Dans Les deux sources, Bergson n’abandonne pas cette conception personnalisante de la création. Il introduit simplement un nouveau critère : l’« ouvert » (Worms, 2008). Il distingue dès lors, à l’aide de celui-là, les créations ouvertes et closes. Les créations ouvertes se destinent amicalement à l’ensemble de l’humanité. Tel poème s’adresse par exemple « sympathiquement » à n’importe quel individu. Les créations closes ne concernent qu’une partie du genre humain. Plotin condense emblématiquement « toute la philosophie grecque, pour l'opposer précisément aux doctrines étrangères » (Bergson, 1932, p. 232). À travers leurs actions (paroles, œuvres, constructions, symbolisations, etc.), les êtres humains communiquent donc plus ou moins universellement. Bergson s’intéresse à présent, en effet, aux types de relations sociales qu’entretiennent les individus. L’élan vital demeure certes créatif, mais il ne poursuit plus ici tout à fait la même chose que dans L’évolution créatrice. Il ne projette plus d’accroître la créativité dans le cosmos. Il devient un « élan d’amour » (Bergson, 1932, p. 98) soucieux de créer une « société ouverte » (Bergson, 1932, p. 284) dans laquelle toutes les consciences communiquent amicalement. « Le mystique [au contact de cet élan] crée par amour des formes nouvelles et inouïes du vivre ensemble » (Waterlot, 2017, p. 268). La création n’est plus qu’un instrument au service de cette volonté divine à l’origine même de la Vie et de la Matière (Bergson, 1932, p. 271-272). La question de la sympathisation (de tisser des relations sociales amicales) remplace celle de la création (l’expérience tragique de la première guerre mondiale y est sans doute pour quelque chose).

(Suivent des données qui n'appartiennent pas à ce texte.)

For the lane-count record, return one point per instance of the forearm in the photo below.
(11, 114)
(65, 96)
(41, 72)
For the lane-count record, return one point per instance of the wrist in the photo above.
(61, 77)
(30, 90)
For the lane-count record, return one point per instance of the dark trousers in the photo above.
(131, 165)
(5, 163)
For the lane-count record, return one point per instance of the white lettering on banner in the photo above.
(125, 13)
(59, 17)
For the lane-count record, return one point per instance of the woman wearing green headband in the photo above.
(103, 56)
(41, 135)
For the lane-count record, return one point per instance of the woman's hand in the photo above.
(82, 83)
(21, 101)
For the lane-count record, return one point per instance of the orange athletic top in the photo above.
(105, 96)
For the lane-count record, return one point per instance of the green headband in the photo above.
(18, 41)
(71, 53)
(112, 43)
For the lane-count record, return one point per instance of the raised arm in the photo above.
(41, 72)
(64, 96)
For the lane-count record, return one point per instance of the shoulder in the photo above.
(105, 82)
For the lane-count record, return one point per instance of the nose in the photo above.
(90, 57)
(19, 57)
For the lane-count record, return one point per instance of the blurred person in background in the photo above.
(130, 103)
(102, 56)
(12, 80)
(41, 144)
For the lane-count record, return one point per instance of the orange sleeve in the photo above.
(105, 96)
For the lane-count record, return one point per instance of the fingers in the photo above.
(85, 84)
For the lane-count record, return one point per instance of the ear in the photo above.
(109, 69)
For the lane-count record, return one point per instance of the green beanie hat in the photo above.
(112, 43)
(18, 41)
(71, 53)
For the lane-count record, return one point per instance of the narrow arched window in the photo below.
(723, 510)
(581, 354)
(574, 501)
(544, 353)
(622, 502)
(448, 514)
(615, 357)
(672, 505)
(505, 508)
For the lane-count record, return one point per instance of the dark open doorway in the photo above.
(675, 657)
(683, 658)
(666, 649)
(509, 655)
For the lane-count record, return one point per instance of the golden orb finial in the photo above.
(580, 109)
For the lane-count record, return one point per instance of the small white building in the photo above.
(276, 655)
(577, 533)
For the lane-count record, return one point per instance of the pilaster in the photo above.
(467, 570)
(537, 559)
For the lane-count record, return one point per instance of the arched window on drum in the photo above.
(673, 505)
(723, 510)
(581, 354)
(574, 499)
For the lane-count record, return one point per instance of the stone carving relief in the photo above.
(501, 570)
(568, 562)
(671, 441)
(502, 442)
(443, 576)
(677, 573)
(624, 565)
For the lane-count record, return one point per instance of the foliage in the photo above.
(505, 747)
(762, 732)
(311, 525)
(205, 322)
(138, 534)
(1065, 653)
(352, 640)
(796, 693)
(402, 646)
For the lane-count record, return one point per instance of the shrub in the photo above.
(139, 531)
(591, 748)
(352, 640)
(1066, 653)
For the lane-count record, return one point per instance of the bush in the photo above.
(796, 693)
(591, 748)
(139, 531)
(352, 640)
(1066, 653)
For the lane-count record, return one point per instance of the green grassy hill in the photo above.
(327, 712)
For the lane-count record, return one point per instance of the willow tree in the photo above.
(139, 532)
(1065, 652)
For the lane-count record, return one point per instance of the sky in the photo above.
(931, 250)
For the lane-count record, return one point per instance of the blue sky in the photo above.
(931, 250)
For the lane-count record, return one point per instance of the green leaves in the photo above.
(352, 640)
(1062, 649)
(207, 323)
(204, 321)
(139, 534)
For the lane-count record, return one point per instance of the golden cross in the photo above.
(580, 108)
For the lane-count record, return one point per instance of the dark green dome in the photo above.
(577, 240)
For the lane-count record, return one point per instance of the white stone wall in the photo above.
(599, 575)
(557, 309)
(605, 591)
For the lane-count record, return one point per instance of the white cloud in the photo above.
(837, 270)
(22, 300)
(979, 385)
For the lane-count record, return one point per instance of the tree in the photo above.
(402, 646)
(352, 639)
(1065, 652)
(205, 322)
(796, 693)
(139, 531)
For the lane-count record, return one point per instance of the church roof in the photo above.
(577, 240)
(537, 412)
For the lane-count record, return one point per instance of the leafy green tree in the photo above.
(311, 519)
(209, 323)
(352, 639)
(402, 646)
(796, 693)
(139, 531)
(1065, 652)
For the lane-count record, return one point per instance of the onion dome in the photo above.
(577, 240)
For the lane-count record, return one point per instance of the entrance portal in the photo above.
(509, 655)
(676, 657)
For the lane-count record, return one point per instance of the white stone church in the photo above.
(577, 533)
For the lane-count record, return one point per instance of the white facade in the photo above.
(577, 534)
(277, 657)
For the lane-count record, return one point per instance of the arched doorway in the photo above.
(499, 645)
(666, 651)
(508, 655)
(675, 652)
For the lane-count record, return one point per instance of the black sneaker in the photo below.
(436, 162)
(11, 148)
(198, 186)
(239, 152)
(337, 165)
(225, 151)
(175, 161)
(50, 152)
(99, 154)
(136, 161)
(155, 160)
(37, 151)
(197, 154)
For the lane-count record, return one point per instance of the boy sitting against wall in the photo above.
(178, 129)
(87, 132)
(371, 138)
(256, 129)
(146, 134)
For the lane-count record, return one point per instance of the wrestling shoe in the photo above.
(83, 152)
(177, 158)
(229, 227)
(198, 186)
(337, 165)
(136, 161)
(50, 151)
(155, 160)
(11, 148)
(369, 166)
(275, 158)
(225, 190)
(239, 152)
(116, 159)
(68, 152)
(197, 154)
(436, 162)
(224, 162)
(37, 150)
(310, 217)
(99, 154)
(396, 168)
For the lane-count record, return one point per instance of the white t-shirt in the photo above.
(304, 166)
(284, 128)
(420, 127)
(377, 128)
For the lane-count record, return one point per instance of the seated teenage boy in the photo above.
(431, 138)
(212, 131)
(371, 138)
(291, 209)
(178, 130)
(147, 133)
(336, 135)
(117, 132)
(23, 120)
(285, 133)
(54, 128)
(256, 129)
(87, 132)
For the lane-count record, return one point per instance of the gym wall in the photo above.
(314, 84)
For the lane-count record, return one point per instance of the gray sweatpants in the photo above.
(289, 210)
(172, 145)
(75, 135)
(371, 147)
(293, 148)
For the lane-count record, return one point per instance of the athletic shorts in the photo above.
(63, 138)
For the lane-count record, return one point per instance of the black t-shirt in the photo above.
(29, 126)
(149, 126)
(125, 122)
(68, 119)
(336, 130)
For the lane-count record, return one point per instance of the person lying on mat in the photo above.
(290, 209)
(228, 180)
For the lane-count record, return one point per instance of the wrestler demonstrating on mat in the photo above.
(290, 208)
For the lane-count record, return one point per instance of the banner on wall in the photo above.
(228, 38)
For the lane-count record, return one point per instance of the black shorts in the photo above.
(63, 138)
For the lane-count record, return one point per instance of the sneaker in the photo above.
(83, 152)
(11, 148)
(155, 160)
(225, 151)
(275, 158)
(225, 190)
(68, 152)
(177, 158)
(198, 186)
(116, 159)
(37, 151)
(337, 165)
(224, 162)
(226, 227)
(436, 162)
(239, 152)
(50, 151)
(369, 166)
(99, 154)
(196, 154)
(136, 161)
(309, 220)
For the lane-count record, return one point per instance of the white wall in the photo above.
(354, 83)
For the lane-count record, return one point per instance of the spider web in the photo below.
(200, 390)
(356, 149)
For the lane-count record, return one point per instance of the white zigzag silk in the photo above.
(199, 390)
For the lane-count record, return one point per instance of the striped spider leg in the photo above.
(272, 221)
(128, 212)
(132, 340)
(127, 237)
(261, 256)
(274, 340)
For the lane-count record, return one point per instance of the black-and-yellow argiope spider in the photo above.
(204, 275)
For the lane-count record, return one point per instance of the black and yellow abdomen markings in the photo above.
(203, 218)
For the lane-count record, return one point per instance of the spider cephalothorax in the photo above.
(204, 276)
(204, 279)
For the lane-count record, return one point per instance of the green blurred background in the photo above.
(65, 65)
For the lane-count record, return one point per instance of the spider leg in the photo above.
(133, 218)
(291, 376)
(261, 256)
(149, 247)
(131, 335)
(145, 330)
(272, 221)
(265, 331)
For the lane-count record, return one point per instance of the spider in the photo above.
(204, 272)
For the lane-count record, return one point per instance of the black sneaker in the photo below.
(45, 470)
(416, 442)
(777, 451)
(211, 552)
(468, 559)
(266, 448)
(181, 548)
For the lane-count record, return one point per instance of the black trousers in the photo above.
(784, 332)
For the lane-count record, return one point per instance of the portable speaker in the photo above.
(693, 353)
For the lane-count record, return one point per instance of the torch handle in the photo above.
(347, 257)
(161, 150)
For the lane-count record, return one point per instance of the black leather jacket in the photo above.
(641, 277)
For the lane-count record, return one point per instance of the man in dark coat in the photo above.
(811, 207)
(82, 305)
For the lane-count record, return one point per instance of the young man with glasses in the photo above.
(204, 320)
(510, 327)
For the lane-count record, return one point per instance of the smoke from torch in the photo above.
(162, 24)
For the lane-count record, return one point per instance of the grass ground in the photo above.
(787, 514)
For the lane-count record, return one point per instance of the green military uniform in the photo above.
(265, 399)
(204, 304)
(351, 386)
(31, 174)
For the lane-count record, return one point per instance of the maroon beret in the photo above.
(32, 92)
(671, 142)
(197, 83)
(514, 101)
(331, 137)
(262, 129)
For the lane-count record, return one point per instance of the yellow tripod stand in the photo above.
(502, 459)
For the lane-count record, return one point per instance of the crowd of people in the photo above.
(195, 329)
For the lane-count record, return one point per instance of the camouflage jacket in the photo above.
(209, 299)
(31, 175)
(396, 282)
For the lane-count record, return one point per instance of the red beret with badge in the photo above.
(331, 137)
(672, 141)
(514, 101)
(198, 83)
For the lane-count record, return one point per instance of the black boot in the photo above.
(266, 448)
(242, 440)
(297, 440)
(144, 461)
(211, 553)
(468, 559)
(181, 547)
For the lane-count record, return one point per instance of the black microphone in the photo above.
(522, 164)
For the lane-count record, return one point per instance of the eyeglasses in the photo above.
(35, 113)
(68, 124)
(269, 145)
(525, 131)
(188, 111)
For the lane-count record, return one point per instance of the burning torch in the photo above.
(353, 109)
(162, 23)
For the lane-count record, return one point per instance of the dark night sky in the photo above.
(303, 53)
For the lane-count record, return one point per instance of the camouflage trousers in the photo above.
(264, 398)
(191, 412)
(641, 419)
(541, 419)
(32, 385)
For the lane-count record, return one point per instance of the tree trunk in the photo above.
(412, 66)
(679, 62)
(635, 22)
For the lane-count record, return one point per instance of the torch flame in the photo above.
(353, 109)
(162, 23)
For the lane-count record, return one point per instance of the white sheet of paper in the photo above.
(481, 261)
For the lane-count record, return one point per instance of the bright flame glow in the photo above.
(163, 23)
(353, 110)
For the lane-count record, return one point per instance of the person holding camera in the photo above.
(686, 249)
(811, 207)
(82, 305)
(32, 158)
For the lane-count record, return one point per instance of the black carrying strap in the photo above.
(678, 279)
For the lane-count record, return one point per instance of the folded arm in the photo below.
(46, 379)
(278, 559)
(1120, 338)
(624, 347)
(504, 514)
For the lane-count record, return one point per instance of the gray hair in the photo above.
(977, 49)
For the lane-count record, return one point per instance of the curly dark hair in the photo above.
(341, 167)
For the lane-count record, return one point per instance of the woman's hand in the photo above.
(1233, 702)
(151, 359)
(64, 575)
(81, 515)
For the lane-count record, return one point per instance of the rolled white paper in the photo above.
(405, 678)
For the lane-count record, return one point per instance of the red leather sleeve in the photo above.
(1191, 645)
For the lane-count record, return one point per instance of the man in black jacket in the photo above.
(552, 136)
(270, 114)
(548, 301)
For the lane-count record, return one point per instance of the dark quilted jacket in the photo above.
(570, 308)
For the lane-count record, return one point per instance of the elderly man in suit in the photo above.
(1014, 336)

La création ne cesse pas pour autant de jouer un rôle décisif. L’élan d’amour demeure une exigence de création : les consciences doivent se transmettre sympathiquement leurs émotions créatrices ; sinon, la communication amicale entre elles reste impersonnelle (Miravete, 2013), à l’instar d’habitudes sociales que l’on respecte machinalement. La relation sociale la plus haute est donc à la fois créatrice et réalisatrice de soi. Créer une société ouverte impose en même temps de se réaliser et d’être à l’écoute des autres réalisations de soi. C’est œuvrer pour un partage sans limite et amical d’émotions créatrices. L’amour est en résumé : une ouverture (à tout être humain), une sympathie (une intention amicale), une émotion créatrice « complète » (il ne s’agit pas de rêver mais d’agir efficacement ; voir Bergson, 1932, p. 238-239), une réalisation de soi (toute émotion créatrice étant un acte non impersonnel) et une pratique métaphysique (mise en œuvre de la volonté divine). Bergson ne façonne donc pas une tour d’ivoire pour le moi-profond. La question de la personnalité reste au contraire sociétale. Il importe de se réaliser, tout en réalisant un monde dans lequel l’entièreté des personnalités (sans aucune restriction de principe) communiquent amicalement. Mais comment y parvenir ?
Le retour à la vie simple : une nécessité historiquement située
Il existe pour Bergson deux principales stratégies pour bâtir une société ouverte. La première consiste à limiter ses besoins. Cette voie ascétique simplifie grandement l’existence. Il y a moins de choses à rechercher, donc moins de problèmes matériels à soulever (et dès lors plus de temps à consacrer à soi-même et aux autres). La seconde stratégie est au contraire plus ambitieuse : prendre le contrôle de son environnement. L’agriculture est une manière emblématique de dompter la production alimentaire. Elle requiert de l’outillage et des connaissances. Elle complexifie en ce sens continuellement les problèmes matériels : que semer ? comment accroître les rendements ? où trouver une main d’œuvre suffisante ? etc. Comme l’écrit Bergson, « il n'y a pas de bonheur sans sécurité, je veux dire sans perspective de durée pour un état dont on s'est accommodé. Cette assurance, on peut la trouver ou dans une mainmise sur les choses [machinisme], ou dans une maîtrise de soi [ascétisme] qui rende indépendant des choses » (Bergson, 1932, p. 320).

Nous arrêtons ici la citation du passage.